The portrayal of a political alliance with Arab parties, even if not in a coalition, as illegitimate is a new and significant development within Israeli politics, especially when issuing from the strong ruling Likud party. Unlike resentment towards Arab participation in the government, a boycott of the Arab parties as partners for any sort of political move renders their role ineffective. If the only political action available to Arab members is the voicing of opposition, they are a mere fig leaf for an allegedly inclusive democracy. This in turn may lead to even greater Arab alienation from the State of Israel than currently exists, possibly encouraging the community to look for alternate methods for gaining influence outside democratic procedures. It is nevertheless important to note Arab parties did participate in the political game in the latest Knesset, even collaborating with the coalition on several occasions (Liel 2018).
The second development in the Jewish attitude towards Arab participation in the democratic process was on election day itself—April 9, 2019. Early in the morning, reports spread that over 1,200 Likud observers had stationed themselves in Arab ballots, carrying hidden cameras and microphones. This act—of dubious legal standing—transpired to be organized by the Likud party. Likud representatives, including Prime Minister Netanyahu, claimed that it was to counter the possibility of fraud in the Arab ballots, which they regarded as a likely outcome. The Central Elections Committee ruled that the cameras should be removed from the ballots, permitting recording only under “extraordinary circumstances” (Pileggi 2019). The day after the elections, a Likud-employed PR agency took credit for the operation on a Facebook post, claiming it as a great achievement for the right because it succeeded in reducing Arab participation in the elections to 50%, the lowest level in decades (Staff 2019; Rudnitzky 2019).
While the operation’s true intent may have been to highlight the threat of the Arab vote to Likud voters in order to increase turnout—like the millions of text messages in the 2015 elections—it could also have led to voter suppression, being celebrated as a success by the Likud’s PR agency. This concern is reinforced by the fact that nearly half of all Jewish citizens believe that anyone who does not accept Israel as the nation-state of the Jews should not have the right to vote. If put into law, this would affect most Israeli Arabs (Hermann et al. 2018, p. 84). Suppressing the crucial democratic right of Arab citizens to vote undermines the validity of the most latitudinarian model of Israel as a democracy—namely, Sammy Samooha’s (1997, pp. 199–207) “ethnic democracy,” based upon the principle that, to be a democracy, a country’s ethnic minorities must possess full electoral rights.
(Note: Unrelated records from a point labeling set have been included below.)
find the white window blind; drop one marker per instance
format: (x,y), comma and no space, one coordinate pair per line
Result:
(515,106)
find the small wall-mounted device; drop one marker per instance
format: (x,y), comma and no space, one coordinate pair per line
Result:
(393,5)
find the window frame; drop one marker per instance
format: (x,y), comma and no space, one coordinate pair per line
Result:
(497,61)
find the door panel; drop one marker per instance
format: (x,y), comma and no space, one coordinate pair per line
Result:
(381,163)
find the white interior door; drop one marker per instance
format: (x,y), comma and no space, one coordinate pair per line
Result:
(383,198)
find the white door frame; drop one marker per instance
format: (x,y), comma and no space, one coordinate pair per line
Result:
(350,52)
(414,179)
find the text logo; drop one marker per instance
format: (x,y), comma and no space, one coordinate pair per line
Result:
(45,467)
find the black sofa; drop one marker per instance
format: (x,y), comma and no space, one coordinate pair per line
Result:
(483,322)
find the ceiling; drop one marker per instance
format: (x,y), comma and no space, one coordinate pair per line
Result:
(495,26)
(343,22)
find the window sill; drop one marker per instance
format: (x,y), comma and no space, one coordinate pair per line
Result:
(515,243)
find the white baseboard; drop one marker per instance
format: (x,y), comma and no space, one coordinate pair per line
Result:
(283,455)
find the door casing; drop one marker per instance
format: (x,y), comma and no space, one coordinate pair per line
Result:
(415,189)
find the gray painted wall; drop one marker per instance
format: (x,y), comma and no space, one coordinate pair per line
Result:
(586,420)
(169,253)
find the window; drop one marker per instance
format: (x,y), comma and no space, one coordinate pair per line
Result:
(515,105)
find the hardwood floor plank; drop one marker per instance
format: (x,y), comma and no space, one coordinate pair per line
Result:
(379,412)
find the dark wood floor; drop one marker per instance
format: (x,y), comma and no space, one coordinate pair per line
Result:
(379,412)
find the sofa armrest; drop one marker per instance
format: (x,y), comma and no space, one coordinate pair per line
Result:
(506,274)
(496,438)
The 2019 elections may prove to be a watershed in the relationship between Israeli democracy and Israeli Arabs, turning the situation from one in which the Arabs do not take an active part in government to one in which their participation in the political process is portrayed as illegitimate by a significant part of the political landscape. This prompts the question: can Israel be defined as a democracy if it excludes 16% of its population from any kind of political life?